Fortunately, all major cloud providers have managed K8s services that help remove some of the challenges that come with control plane reliability, upgrades and patching. With deep integrations across many of the popular Kubernetes services, this helps enterprises have freedom in terms of what cloud service they choose to meet their specific needs. Also, working with an enterprise-grade Kubernetes operations solution for Day 2 operations can provide a central source of truth in terms of visibility, no matter where a specific cluster may reside, to make management, scaling and operations simpler.
Key Four: Supporting Integrations
For Kubernetes to scale at an enterprise level, it needs to support the many integrations that are necessary to make modern IT teams thrive such as security tools (e.g., HashiCorp Vault) and monitoring and analytics tools (e.g., Prometheus, Datadog). With many integrations comes the need for these tools to be supported by operations engineers and administrators continuously—which can mean a ton of manual work, if not done properly.

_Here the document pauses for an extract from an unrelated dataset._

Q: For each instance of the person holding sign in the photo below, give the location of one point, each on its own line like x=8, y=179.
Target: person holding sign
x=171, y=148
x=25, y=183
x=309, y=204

In order to support existing IT pipelines, enterprise-grade Kubernetes needs to allow simple, built-in integrations for developer access to a wide variety of necessary tools and workflows. You should also allow custom software add-ons typically for cluster-wide services, such as service mesh, ingress controllers and security products.
Key Five: Reducing Total Costs of Ownership
Estimating the cost of K8s can be difficult. Kubernetes and many ecosystem tools are open source, which comes with the assumption that they have a zero-dollar price tag. But it is important to look down the line when considering the true total cost of ownership for your Kubernetes management and operations. What will your costs look like in one year to develop, support and upgrade this new orchestration layer? How about in three years?
Our recommendation is to look three years down the line to better understand what your K8s infrastructure will cost. It is also important to look at how much time and resources you will invest in building your K8s capabilities and the impact of investing them in what differentiates you instead. How much time will you spend on maintenance, and how much time will it take to scale? Forecasting these unintended cost variables can save you a lot of time and headaches in the future.
Key Number Six: Support at Enterprise Levels
Community support is a wonderful thing and is one of the essential items that has helped Kubernetes thrive. But hinging your business’s success only on community-based support for Kubernetes can be a massive risk. What if something catastrophic happens to a mission-critical application and you need support right now? When you are talking about business-critical infrastructure, make sure you have support around the clock so you are never in a situation where you need third-party support and can’t get it.
Bringing it All Together
The beauty of Kubernetes is that with many open source resources available, it’s easy for any organization to get started reaping the benefits of K8s. But when it comes to scaling K8s at an enterprise level, the operational requirements and complexity can grow exponentially. So, many platform teams aren’t thinking about K8s as a point solution, but as a shared service that developers, QA and operations/SRE teams can leverage to speed deployments and accelerate their modernization journey. By keeping the key platform considerations above in mind, platform teams can be intentional about a company’s growth plans and how they will affect your K8s infrastructure. Take the time to forecast how your needs will change (and what investment will be necessary to meet these needs), so Kubernetes can help your team thrive.